The same organisation told another African of Ethiopian heritage that his 17-year official record was too good to be true for an African and needed to be degraded. This was done to disqualify him from becoming the global manager of a high-profile international program. The explanation was that the organisation “regrets” having given him “overinflated” performance evaluations over the course of his career and this “had the unintended consequence of feeding into his megalomaniacal” expectations to become the head of a global program that requires cooperation with Europe.

In 2014, the DC chapters of the NAACP, the National Urban League, the Rainbow/PUSH Coalition, the National Action Network, and the National Congress for Black Women, among others, formed a coalition and submitted a four-point agenda to the president of the organisation. Top on the list was a request to address the Ethiopian’s case. Soon enough, some of the coalition members buckled under political pressure and dropped out. Some of them proved extortionist — more on this below.

The Congressional Black Caucus (CBC) that had written to the Ethiopian that it was asking the Obama administration “to take action” and that his case “in particular was being addressed” caved under the weight of political pressure.
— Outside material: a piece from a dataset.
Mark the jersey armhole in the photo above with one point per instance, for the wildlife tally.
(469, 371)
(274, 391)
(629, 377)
Twenty-four of the 46-member CBC who had already signed a petition retracted their signatures in unison.

This is as much a narrative of endemic racism in one organisation as it is an expose of the Democratic Party, whose repulsion to, and tolerance for, racial injustice is guided by who the perpetrator is rather than by what is perpetrated.

The Perpetrator

The perpetrator in this case is Dr Jim Yong Kim, the current president of the World Bank and an elite member of the Democratic Party. In 2012, President Obama appointed Dr Kim to the helm of the World Bank on the recommendation of Secretary Clinton and the urging of President Clinton.

World Bank critics saw Dr Kim as a “Clintonian plant” to benefit the Clinton Foundation, whose primary mission is “to improve global health.” The concern was that the Harvard-trained physician will pivot the Bank’s focus toward health crisis management, away from its mandate on economics and finance. Three years into Dr Kim’s presidency, a retired World Bank senior official, Paul Cadario, wondered “Why does Dr Kim get to just focus on health, health, health?” Professor William Easterly of NYU stated: “(Kim) is really the first World Bank president who thinks of the Bank as being primarily about relief rather than development.”

Under Dr Kim the Bank’s operational priorities overlap to a far more significant degree with those of the Clinton Foundation than under previous World Bank presidents. The growing common space has accorded the Clinton Foundation leverage to create a multiplier effect in resources and outcomes. If this is the quid for the Clintons, the quo for Dr Kim is a membership card for the Mecca of the Democratic Party’s bastion of power.

What has provoked more widespread criticism against Dr Kim is that racial discrimination has gotten worse under him. He is the first World Bank president to be personally accused of racial discrimination, including by his personal assistant, the late Marline Alexis. According to an investigative article that appeared in the December 4, 2015 issue of The NY Black Star News, Dr. Kim pushed out Alexis, a Haitian, and gave her position to his former Caucasian assistant at Dartmouth College. — Pambazuka News.